Thoughtless
Off the Wall, April 27, 2017

I realize we all have expectations in life. Most of the time we assume things will go as planned, but don’t count on it. I should have put that in capital letters, because there are going to be moments that one might say to him or herself, “Why didn’t anybody tell me,” or simply, “What the hay,” to put it politely.

What I’m leading up to is the disappointment fact concerning the loss of an acquaintance by a friend and myself. Now, I don’t have to state that people die every day, but the news gets around fast normally. In my opinion, the actions of people who were close or associates who lived nearby Charles Bizich should have told my best friend, in particular.

Stan Gordon, “Charlie” as we all called him, and I were all fishing buddies. Even though we could see our good friend going down hill, Stan was fantabulous with him. He took care of all his transportation, doctor trips and other necessities.

I had known Charlie ever since we met at Lefty’s, a little restaurant that used to exist where Camrates Auto Services is now. A matter of fact, I contracted him to put in the fence that surrounds my property, presently. That was a long time ago.

Actually, it was touch how Stan took care of Charlie. He was always ‘Johnny on the spot’ being gentle, but encouraging wherever we went. At different times I, too, would telephone him relating that he to keep pressing forward, because of nothing else, there was a bound there.

One day while at work, Stan was informed by a customer, Charlie had died. That in itself was a shock, but the thing that ‘iced the cake,’ we weren’t informed until after some two weeks.

If one thinks I was floored, Stan was numb. “Even after I got home from work I was dazed.” And why shouldn’t he be? There were a lot of people who knew Stan took care of Charlie faithfully, and yet, no one told him immediately after his death. How thoughtless…

I remember sometime back when I had a customer come into my store. His favorite product was Gummie Worms. At first he bought them from me. Then he tried to talk me into discounting the price.

After a period of time, six months to be exact, someone came into the store and said, “Hey, did you know Billy died? That wasn’t his name, but it suffices for the point I’m trying to make.

I’m sure Charlie told others about Stan. To me, that goes without saying. As far as I see it, I don’t think he told them anything about me. As for Billy, I wouldn’t have expected the same to occur.

Here’s the question that often bugged me. If I don’t see an obituary in the newspaper that a certain individual succumbed what happened to him or her? Where did either go?

I decided to call Westmoreland County Courthouse and talk to the coroner’s office. A representative told me that if the family doesn’t make arrangements to transfer the body, the county would take the deceased to the morgue and spend a lengthy time trying to locate relatives. If still no one is found who has blood ties to the individual, then the person will be cremated. I heard Billy was incinerated.

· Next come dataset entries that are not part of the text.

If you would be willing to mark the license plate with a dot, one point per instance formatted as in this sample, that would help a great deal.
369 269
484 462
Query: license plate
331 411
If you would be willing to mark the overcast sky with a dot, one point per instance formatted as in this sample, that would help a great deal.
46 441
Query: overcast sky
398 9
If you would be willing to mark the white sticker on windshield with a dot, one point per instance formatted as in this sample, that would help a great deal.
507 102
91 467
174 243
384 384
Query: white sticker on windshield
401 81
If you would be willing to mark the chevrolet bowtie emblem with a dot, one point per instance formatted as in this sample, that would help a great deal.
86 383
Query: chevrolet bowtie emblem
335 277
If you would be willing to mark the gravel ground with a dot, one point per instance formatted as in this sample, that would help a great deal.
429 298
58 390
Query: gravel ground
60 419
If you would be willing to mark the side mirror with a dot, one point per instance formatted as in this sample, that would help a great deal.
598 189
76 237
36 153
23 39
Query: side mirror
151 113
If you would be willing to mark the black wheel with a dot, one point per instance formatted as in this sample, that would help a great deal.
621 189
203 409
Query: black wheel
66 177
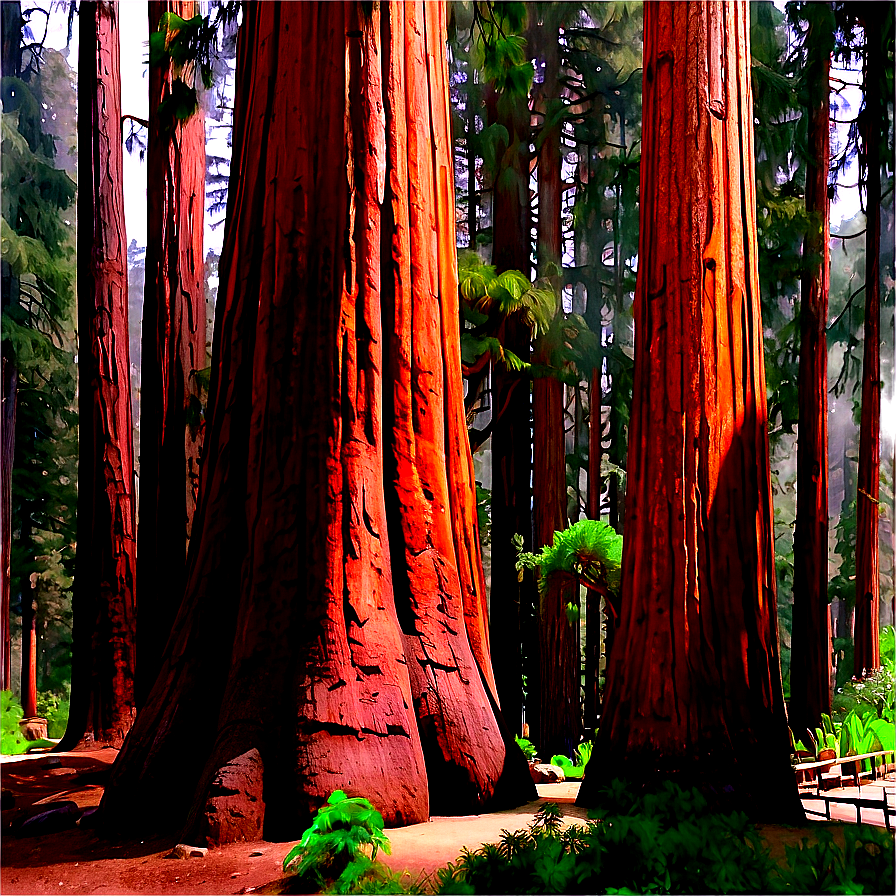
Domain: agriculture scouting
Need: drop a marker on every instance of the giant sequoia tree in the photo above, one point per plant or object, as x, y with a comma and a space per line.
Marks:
694, 684
173, 350
102, 707
332, 631
810, 670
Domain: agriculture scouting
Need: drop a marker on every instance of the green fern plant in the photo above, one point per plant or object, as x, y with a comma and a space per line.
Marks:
589, 551
488, 298
333, 850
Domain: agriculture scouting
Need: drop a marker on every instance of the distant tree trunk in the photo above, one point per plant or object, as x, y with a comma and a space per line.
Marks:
867, 655
694, 682
511, 402
560, 719
102, 708
29, 635
10, 65
332, 619
173, 350
810, 658
7, 452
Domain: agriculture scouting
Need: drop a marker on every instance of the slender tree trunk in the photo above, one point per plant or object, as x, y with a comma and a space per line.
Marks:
332, 625
558, 648
29, 643
7, 452
810, 658
694, 682
867, 655
102, 708
173, 350
10, 66
511, 431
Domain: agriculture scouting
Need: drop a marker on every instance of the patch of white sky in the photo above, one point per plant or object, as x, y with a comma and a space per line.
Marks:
134, 32
134, 37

I believe obituaries are a wonderful way to communicate with the public. When one gets to be my age, in particular, monthly I read about the deceased who I met along my travels and have since departed.

It’s true, the family has to pay a stipend to advertise in a newspaper(s) in order to let others know that a person has ‘moved on,’ but again, in my opinion, it’s money well spent.

If Charlie, would have been one of the few ‘featured’ on the obituary page days after his death, we may have been disheartened and sad, to say the least, but I know without a shadow of a doubt, the reading of his death would have been a little more comforting, if that’s the right word to use.

Even the mention of a memorial service in the future is a lot easier to take, because the obituary notice relates the fact that the death just occurred, and a celebration of his life will be in the near future.